Boring Jurors to Death

September 12, 2011 Jurors

Bored Baby PhotoNo one ever sold an idea by boring the audience. Our most important product is human attention. Without the attention of the jurors, your message is lost. A good part of our art is gaining attention and keeping it. No juror wants to get trapped in a jargon-filled jungle, forced to listen to self-inflated arrogant egotists, droning on in mind-numbing monologues, especially when they were dragooned into a non-paying job.

We are taking some of the juror’s most precious commodity: his time. So ask yourself — are they getting what they paid for? If you want to get it — along with his attention — and keep it, you have to give him a reason for giving it to you. His attention is a gift to you, so use it wisely. Either it can be from his implicit confidence that anything you say is important — and few trial lawyers are in a position to command this kind of respect — or his speedy recognition that what you are saying is worth listening to.

We all know that jurors’ minds can wander. Usually after lunch jurors mentally zone out and their attention wanders away from the courthouse into more personally interesting things like doing the laundry, buying a new car, or fantasizing about Pamela Anderson. I like to keep in mind this bit from Ben Stein in Ferris Bueller’s Day off.

 

Here are actual excerpts from two newspaper articles about jurors. They are self-explanatory:

May 29, 2009

Bored Juror Goes Missing

A juror in Oregon refuses to return to hear the remainder of a trial because he ‘just can’t take it any more’

Some trials are sensational, but jurors cannot always rely on getting a stimulating case to hear. Grant Faber, a juror in Oregon, recently left the case he was hearing at lunch time and did not go back in the afternoon because, as he told police when they later apprehended him, he was “extremely bored” in court.

Tedium, though, is not a recognized excuse for abandoning jury duty; Faber is now facing court again, this time as the defendant in a contempt of court case. In an interview with police that had been dispatched with an arrest warrant from the judge, Faber said he found the proceedings at Washington County courthouse so dull that he “just couldn’t take it any more.” Assuming he finds his own trial a sufficiently interesting drama to attend, the proceedings will begin next month.

CHICAGO – They appeared to doze. They stared at the ceiling. They doodled in notebooks, picked at their fingernails, played with their pens.

By National Post June 27, 2007

CHICAGO – They appeared to doze. They stared at the ceiling. They doodled in notebooks, picked at their fingernails, played with their pens.

There is no doubt that during the three months of Conrad Black’s criminal trial, at times the 16-member jury was bored silly.

And at times, their pinched expressions suggested they were having trouble following the case as lawyers flashed document after document at them on the courtroom projector. At times, the lawyers did not even bother to explain what the documents were or where they came from.

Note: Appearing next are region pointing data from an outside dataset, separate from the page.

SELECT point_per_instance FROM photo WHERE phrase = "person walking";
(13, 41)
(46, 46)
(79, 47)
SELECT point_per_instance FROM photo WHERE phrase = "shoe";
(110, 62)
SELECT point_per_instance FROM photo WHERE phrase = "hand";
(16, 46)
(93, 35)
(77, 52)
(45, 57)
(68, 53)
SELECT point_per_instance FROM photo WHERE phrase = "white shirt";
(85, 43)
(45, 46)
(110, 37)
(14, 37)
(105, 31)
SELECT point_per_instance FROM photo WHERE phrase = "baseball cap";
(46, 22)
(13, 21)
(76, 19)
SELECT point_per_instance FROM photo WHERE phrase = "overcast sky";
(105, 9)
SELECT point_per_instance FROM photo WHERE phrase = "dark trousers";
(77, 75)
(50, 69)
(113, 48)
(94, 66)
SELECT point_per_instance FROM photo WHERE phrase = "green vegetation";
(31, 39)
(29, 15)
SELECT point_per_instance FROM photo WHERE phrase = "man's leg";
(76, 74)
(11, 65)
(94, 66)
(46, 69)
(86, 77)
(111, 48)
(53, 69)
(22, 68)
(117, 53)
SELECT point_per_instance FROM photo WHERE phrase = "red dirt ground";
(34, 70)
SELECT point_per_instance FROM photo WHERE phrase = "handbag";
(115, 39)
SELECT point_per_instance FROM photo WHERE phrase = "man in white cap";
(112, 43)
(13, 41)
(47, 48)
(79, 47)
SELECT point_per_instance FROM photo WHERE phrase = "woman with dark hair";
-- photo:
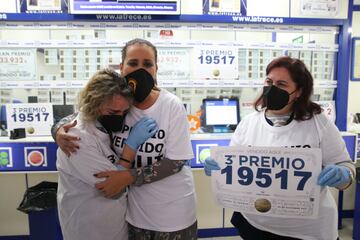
(161, 196)
(285, 116)
(84, 213)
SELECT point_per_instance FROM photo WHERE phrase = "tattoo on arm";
(157, 171)
(60, 123)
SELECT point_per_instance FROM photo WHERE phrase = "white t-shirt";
(166, 205)
(317, 132)
(83, 211)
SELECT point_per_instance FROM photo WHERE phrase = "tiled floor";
(345, 232)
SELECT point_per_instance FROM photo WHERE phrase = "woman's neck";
(149, 100)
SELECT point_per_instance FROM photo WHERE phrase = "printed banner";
(168, 7)
(319, 7)
(268, 181)
(36, 118)
(174, 63)
(17, 64)
(216, 62)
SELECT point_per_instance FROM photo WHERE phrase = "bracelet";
(125, 160)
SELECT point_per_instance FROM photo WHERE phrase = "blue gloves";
(141, 131)
(334, 176)
(209, 165)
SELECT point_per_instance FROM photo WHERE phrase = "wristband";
(125, 160)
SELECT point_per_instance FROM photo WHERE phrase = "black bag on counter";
(40, 197)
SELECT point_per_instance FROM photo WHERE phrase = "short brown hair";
(102, 86)
(303, 107)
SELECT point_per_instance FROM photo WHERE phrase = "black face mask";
(141, 82)
(112, 123)
(275, 98)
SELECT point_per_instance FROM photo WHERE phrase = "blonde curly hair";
(102, 86)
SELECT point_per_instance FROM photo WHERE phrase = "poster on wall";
(222, 7)
(39, 5)
(10, 6)
(328, 8)
(355, 65)
(161, 7)
(36, 118)
(174, 63)
(17, 64)
(44, 6)
(216, 62)
(269, 181)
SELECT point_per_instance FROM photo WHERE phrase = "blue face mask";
(275, 98)
(112, 123)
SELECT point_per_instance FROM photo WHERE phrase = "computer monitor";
(221, 113)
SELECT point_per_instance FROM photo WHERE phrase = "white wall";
(354, 86)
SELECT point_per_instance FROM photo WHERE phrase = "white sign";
(41, 5)
(174, 63)
(225, 6)
(268, 181)
(319, 7)
(36, 118)
(17, 64)
(329, 109)
(10, 6)
(216, 62)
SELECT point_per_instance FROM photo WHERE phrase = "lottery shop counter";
(34, 156)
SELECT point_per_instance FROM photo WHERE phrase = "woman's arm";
(65, 140)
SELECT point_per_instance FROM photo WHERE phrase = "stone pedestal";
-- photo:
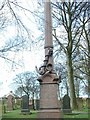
(49, 103)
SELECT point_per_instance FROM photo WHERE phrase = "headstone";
(80, 103)
(25, 105)
(37, 104)
(66, 104)
(10, 102)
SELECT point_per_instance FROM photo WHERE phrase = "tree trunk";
(71, 82)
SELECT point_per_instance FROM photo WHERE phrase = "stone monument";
(25, 105)
(49, 81)
(10, 102)
(66, 104)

Lawyers for both sides spent days chasing witnesses down esoteric paths of questioning about accounting principles, proxy statements and the finer points of non-compete agreements.

And I recently read about an Australian drug conspiracy trial had been going for three months, with more than 100 witnesses having already testified, at an estimated cost of nearly $1 million U.S. dollars, and the trial judge declared a mistrial because five jurors admitted they were playing Sudoku instead of listening to the evidence. The responsibility for that stands squarely on the shoulders of the trial lawyers.

In fact, there is a word for this: sitzfleisch. The ability to sit through or tolerate something boring.

You have their attention for 3 minutes at most because they are thinking this is new and interesting. After that, they start thinking about other things more interesting to them. In our modern world there is a lot of competition for attention. We are constantly bombarded with a deluge of communication: emails, voicemails, snail mail, banner ads, billboards, books, presentations, magazines, notes, iPhone notifications, instant messages, and texts. All these messages have one aspect in common; it allows them to control the information they receive. In court, they are forced to sit quietly in the jury box and listen to us.

For hundreds of years, lawyers presenting cases in court used solely verbal messages to explain their ideas. But the days when juries could listen to Clarence Darrow arguing for 12 hours over three days are long gone. Our jurors are used to getting information through quick TV bites. They are dazzled by the brilliant graphics of CSI. They are addicted to the tools of modern advertising and television. They multitask by using Twitter, Facebook, e-mail, YouTube, flashy websites, mobile phones full of innovative graphics. It’s our job to get the jurors’ attention and get them to stop thinking of their e-mail, text messages, and tweets.

Part of the problem is that the listener thinks six times faster than we can speak. We need to create enough interest in our message to prevent their mental recess. Variety is the key. Slow down, speed up. Perhaps you need to interest them with the story of the case, good character descriptions, and attention-grabbing graphics. Our arsenals are full of tools to do this.

It’s commonly said that, “Knowledge is power,” but this is only a partial truth. All the knowledge in the world benefits little unless it is communicated; otherwise it dies with the one knowing.

COMMUNICATION is power.

In the end, jurors are persuaded not by what we say, but by what they understand.